Dün Kılıçdaroğlu’nu adaylık yoluna teşvik edenler bugün sert eleştirilerle karşısına geçiyor. Çünkü zaman akıyor ve kartlar el değiştiriyor, siyasetin hızla dönen çarkları ise hiç değişmiyor…
Aslında Kılıçdaroğlu, katıldığı programda, genel başkanlığa aday olup olmayacağının sorulması üzerine, “Delege isterse aday olabilirim,” şeklinde son derece doğal bir yanıt veriyor. Bu yönde herhangi bir arzusu olduğunu dile getirmiyor. Şu anda ne genel başkan adaylığı için açık bir talep söz konusu, ne de CHP içinde genel başkanlık sorunu ya da tartışması var. Türkiye’deki siyasi konjonktür de buna uygun değil.
Zaten Kılıçdaroğlu, sonraki günlerde, Kahramanmaraş Milletvekili Ali Öztunç’a ve Ordu Milletvekili Mustafa Adıgüzel’e de yaptığı açıklamalarda, genel başkanlık gibi bir talebinin olmadığını vurgulamış. KRT’de katıldığı programda daha ziyade, Özgür Özel ile Erdoğan arasındaki normalleşme görüşmelerine muhalefet etmek istediğinden, sorulan soruların konuyu o tarafa çektiğinden bahsetmiş.

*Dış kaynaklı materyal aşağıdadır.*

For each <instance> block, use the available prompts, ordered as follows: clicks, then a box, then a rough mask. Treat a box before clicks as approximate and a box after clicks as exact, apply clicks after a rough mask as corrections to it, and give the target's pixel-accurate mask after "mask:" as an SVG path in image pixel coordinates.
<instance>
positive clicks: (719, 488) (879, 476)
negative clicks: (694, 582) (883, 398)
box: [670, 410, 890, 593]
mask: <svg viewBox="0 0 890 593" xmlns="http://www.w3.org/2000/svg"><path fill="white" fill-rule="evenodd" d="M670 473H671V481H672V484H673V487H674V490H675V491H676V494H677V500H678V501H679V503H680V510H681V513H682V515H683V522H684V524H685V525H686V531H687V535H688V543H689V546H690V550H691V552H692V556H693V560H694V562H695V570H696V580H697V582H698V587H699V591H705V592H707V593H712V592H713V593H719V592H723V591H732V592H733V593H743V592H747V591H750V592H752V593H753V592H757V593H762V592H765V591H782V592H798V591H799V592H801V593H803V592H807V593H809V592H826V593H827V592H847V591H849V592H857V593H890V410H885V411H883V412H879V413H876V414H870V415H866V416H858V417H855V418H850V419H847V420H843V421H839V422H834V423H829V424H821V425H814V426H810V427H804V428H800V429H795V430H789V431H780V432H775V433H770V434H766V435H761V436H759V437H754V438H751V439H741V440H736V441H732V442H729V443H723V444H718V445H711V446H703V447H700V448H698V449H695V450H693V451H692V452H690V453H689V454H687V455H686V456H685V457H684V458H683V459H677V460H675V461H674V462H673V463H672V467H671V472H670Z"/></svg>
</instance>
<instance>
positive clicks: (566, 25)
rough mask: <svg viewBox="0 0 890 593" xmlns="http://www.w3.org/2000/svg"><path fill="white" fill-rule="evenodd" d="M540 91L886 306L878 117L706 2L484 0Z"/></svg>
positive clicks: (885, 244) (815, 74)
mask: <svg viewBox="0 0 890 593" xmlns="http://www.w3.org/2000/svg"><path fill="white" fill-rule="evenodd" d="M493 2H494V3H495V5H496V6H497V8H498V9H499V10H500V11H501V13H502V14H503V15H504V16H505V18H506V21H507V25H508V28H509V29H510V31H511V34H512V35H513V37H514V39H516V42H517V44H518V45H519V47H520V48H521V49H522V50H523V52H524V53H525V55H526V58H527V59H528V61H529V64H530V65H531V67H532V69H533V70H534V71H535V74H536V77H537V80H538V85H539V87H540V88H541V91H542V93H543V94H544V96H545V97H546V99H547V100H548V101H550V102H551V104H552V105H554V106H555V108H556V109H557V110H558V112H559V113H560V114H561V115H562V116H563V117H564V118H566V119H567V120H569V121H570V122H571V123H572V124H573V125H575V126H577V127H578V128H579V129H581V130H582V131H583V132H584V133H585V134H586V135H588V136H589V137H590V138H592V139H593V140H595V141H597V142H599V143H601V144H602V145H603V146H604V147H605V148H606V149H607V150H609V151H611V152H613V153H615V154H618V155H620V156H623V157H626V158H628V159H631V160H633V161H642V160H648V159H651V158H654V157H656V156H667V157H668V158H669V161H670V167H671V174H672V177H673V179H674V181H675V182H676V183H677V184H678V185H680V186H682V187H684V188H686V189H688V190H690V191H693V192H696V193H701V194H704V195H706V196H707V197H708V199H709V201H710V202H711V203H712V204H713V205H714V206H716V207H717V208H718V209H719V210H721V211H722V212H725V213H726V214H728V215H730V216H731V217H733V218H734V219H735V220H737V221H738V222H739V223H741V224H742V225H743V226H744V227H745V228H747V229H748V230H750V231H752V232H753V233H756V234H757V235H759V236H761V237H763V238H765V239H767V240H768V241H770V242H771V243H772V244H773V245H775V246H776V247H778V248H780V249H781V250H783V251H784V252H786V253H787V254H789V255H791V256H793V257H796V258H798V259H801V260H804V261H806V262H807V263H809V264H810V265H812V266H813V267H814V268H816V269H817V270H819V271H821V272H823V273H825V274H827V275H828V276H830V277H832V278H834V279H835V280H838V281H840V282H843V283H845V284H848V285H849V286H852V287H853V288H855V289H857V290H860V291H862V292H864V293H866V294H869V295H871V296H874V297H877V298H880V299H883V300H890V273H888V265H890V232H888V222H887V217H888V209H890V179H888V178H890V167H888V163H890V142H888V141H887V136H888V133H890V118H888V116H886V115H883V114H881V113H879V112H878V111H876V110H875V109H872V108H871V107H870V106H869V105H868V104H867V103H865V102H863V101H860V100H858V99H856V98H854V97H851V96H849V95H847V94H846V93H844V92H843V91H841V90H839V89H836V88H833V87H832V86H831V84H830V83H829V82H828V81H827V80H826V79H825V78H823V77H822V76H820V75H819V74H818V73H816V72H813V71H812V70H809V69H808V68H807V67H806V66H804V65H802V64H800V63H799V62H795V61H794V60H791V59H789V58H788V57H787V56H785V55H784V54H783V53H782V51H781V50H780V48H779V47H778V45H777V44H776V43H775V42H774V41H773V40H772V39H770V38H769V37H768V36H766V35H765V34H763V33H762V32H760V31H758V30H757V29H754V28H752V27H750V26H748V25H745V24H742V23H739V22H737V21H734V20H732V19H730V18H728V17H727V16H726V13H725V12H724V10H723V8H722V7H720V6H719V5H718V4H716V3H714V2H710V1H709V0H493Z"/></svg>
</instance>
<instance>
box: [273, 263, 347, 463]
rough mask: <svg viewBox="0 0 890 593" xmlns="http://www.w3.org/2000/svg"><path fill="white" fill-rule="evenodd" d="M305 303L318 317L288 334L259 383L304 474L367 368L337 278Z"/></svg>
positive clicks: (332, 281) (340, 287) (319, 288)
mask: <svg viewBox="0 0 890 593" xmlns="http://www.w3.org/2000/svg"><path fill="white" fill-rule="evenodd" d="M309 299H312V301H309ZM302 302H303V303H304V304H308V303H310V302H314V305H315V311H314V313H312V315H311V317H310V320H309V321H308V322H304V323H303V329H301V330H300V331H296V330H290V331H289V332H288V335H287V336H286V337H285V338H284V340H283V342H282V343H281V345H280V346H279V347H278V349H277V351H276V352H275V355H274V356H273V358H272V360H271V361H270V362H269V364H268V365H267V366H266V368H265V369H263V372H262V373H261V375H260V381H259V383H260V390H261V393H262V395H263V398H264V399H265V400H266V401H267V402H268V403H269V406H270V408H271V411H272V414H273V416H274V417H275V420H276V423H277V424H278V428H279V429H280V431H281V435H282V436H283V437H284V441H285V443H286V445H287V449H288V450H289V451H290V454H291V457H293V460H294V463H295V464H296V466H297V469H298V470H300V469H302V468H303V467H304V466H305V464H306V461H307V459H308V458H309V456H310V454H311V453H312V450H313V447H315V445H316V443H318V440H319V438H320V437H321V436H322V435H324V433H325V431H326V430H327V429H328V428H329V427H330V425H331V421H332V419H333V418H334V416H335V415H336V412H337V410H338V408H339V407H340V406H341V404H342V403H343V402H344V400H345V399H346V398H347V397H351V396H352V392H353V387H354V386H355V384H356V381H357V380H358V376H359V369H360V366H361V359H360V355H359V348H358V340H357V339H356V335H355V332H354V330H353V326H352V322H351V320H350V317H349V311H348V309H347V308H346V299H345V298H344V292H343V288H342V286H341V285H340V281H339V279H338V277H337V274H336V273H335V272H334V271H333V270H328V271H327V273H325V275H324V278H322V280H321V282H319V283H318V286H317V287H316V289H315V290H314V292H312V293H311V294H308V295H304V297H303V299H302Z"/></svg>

31 Mart akşamı Türkiye’de siyasi dengeler önemli ölçüde değişmiştir. Yıllar sonra CHP, yerel yönetimlerde birinci parti olarak önemli bir başarı elde etmiş, bu başarının yankıları gerek parti içinde, gerekse parti dışında çok güçlü bir şekilde hissedilmiştir. Aynı zamanda halk nezdinde de (AKP iktidarına gösterdikleri sarı karta binaen) CHP’den yüksek bir beklenti ortaya çıkmıştır. Özgür Özel’in seçimleri kazanarak genel başkanlıktan liderliğe yürümesi, partide yeni bir dönemin başlangıcını simgelemektedir. Bu yeni gerçeklik, tüm kesimler tarafından sindirilmelidir.
Kaldı ki bu saatten sonra bu tür bir adaylık tartışmasının Kılıçdaroğlu’nun da aleyhine işlemesi kaçınılmazdır. Siyasi arenada gerçekleri göz ardı etmek, hem kendisi hem de partisi için zararlı sonuçlar doğurabilir.
Bu konunun en çok iktidar tarafından körüklendiği aşikâr. İktidar, CHP içerisinde bir gerilim yaratma arzusunu besliyor. Özgür Özel’in bir süre önce yaptığı açıklama da bu durumu özetler nitelikte: Cumhurbaşkanlığı tartışmasına gününden önce giren, Cumhur İttifakı’nın tuzağına düşer ve partiyi düşürür.
Özellikle, “Kılıçdaroğlu’nun asıl amacı İmamoğlu’nu aday yaptırmamak”, aslında Kılıçdaroğlu Mansur Yavaş’ı destekliyor, şeklindeki iddialar, bu gerilimi artırmak için kullanılıyor.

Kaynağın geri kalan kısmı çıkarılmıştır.